Во-вторых, это портрет вождя, написанный самим стареющим вождём. Это такое условное евангелие от НБП (партии запрещенной на территории РФ), сочинённое в 2019 году о событиях двадцатилетней давности. Персонаж, не то чтобы очень юный, рассказывает, как увлёкся идеями вождя, о том, как на окраину страны приехал сам вождь, собираясь перейти границу и воевать в Северном Казахстане за права русского (русскоязычного) населения. История эта известна, про неё много писали в газетах. В 2001 году Лимонова и его товарищей арестовали, долго шло следствие, в результате чего на 15 апреля 2003 суд приговорил вождя к четырём годам за организацию незаконного приобретения оружия и боеприпасов. Остальные получили по три с половиной, два с половиной и подобные этим сроки. Обвинения в заговоре и свержении власти с них были сняты, Лимонова, отбывшего в заключении более половины срока, выпустили через полтора месяца колонии, и дело это, казалось, стало покрываться патиной времени. Нет, и годы спустя Лимонов в своих колонках писал про угнетение русских в Северном Казахстане, но эти проблемы заслонили другие события, а тут целая книга про путешествие в горный Алтай.
Но эта книга не про эту этническую историю по ту сторону границы, а про быт бесцельного подполья. И, вольно или невольно, точно передающая антиромантическую эстетику революции. Вот в Барнауле собираются люди, вот они отправляются в горы, вот всё неловко, и читатель понимает, что герои давно под колпаком спецслужб. Шесть купленных автоматов Калашникова перехвачены, и они бессмысленны, как меч Симона-Петра, который отрубает в момент ареста первосвященническому рабу ухо.

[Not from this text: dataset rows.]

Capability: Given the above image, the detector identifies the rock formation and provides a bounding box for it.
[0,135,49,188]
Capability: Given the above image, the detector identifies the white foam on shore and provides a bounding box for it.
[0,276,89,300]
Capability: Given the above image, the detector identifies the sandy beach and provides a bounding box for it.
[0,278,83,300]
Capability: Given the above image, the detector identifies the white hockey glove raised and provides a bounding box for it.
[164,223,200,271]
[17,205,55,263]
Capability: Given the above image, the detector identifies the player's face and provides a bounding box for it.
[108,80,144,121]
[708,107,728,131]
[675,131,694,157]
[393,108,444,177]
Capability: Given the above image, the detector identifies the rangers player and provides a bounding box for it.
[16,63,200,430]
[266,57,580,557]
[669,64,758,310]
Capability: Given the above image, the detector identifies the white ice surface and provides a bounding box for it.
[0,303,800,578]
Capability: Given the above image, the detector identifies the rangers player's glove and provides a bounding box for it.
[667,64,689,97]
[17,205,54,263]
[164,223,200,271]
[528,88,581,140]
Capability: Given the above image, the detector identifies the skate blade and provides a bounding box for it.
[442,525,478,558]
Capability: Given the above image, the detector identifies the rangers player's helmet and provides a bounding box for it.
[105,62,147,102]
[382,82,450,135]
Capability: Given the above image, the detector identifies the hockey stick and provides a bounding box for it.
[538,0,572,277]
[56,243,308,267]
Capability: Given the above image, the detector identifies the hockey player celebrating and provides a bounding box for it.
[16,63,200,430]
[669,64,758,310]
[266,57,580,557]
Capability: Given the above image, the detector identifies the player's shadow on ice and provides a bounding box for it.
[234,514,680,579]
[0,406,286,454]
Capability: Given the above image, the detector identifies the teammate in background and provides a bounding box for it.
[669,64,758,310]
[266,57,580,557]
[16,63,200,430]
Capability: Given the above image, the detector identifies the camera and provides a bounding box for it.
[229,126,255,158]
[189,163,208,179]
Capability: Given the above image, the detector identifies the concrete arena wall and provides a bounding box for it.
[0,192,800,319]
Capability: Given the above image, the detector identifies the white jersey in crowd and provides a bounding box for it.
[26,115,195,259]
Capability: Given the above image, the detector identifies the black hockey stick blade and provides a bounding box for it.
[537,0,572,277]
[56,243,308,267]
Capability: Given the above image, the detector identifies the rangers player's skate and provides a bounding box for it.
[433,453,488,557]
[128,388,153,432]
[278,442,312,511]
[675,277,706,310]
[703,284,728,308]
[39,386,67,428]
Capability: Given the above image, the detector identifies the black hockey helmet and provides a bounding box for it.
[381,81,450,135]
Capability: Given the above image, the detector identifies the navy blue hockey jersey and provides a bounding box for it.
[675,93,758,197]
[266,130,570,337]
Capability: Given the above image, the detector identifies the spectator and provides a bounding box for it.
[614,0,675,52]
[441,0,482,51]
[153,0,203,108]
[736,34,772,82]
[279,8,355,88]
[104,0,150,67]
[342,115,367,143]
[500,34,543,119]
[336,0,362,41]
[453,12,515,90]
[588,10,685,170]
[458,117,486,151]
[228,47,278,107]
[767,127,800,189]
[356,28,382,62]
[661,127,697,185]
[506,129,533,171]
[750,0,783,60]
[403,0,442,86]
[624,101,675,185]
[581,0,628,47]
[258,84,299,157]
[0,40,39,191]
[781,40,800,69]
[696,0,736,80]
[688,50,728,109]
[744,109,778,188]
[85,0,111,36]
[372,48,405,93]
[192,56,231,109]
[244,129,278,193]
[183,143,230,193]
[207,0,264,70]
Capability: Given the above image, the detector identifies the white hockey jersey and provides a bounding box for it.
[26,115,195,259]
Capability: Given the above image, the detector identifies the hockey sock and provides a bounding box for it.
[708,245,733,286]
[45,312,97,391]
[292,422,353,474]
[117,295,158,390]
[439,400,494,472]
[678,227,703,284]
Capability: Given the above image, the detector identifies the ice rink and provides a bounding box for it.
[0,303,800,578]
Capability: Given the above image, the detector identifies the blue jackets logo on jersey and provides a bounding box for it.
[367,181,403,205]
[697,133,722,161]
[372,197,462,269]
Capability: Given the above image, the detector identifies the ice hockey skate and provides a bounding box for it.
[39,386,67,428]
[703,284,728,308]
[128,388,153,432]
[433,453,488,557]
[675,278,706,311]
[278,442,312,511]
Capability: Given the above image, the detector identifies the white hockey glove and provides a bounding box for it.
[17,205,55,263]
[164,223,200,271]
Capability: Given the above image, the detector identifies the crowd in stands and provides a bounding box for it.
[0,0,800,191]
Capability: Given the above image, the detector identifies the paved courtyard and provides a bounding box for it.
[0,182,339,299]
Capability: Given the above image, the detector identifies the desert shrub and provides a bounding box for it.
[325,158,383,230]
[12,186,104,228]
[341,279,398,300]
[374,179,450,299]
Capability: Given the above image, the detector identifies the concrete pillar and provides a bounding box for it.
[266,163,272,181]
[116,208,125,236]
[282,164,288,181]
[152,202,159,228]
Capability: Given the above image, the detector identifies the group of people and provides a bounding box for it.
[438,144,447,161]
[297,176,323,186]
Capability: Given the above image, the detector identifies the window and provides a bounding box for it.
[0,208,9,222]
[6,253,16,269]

Но вождю (или Спасителю) нельзя получать четыре года и выходить по УДО. Поэтому в романе арестованных сперва допрашивают прямо на месте, а потом двух из них — вождя и самого ближнего апостола выдают Казахстанской службе госбезопасности. «Сгинули, зловеще пропали без вести, без сомнения, мертвы давным-давно Вождь и Андрюха Серебренников, а то бы мы уже получили свидетельства, что их видели в казахских или русских лагерях, но таких свидетельств у нас нет. Таким образом, для этих пятерых не распускаются каждую весну цветы и деревья.
Множество гипотез о смерти Вождя и Серебренникова с тех пор возникали. Самая распространённая — что их передали казахам из рук в руки где-то в отдалённом углу Горного Алтая, в месиве камней и растений. Как только отъехал русский автобус спецназа, казахи застрелили Вождя и его зама, и трупы столкнули в пропасть. Там трупы сделали неузнаваемыми стервятники, лисы, медведи, волки, дожди и снега»[327].
В-третьих, это хорошее упражнение в альтернативной истории.
Дело в том, что романы этого жанра построены на том, что малое возмущение исторического поля порождает удивительные по масштабам результаты. Наступи на какую-то историческую мину-бабочку, всё тут же пройдёт по-другому. Большевики не решаются перенести столицу в Москву и их сбрасывает в воду Финского залива армия Юденича, а Россией в наши дни правит Государь Николай V. Полуостров Крым оказывается островом и из-за этого на долгие годы там сохраняется Белая Россия. Вермахту хватает сил выйти на линию Архангельск — Астрахань, и… Таких конструкций много, и революции, по определению, для них хороший повод. Почему удаются одни, и не удаются другие — до сих пор совершенно непонятно, и ленинская формула работает вовсе не очевидно. Небольшая яхта, купленная за пятнадцать тысяч долларов, вязнет 2 декабря 1958 года в прибрежном мангровом болоте, а через месяц диктатор Батиста бежит из страны. Через восемь лет Че Гевара проводит почти год в Боливии, никакой революции нет, шахтёры лежат пьяные, и вот уже мёртвого вождя, отрубив руки для идентификации, хоронят в безымянной могиле. Рецепта нет, но в этой эстетике всегда есть мотив путешествия — движется ли вождь с соратниками по каменистой земле Иудеи, плывёт ли на «Гранме», скитается ли с отрядом по боливийским горам. Ну, или покинув столицы мира, отправляется на Алтай. Тут тонкость в том, что при каждом повторении теряется какой-то элемент серьёзности, и наружу лезет марксова фраза о возвращении трагедии в другом образе.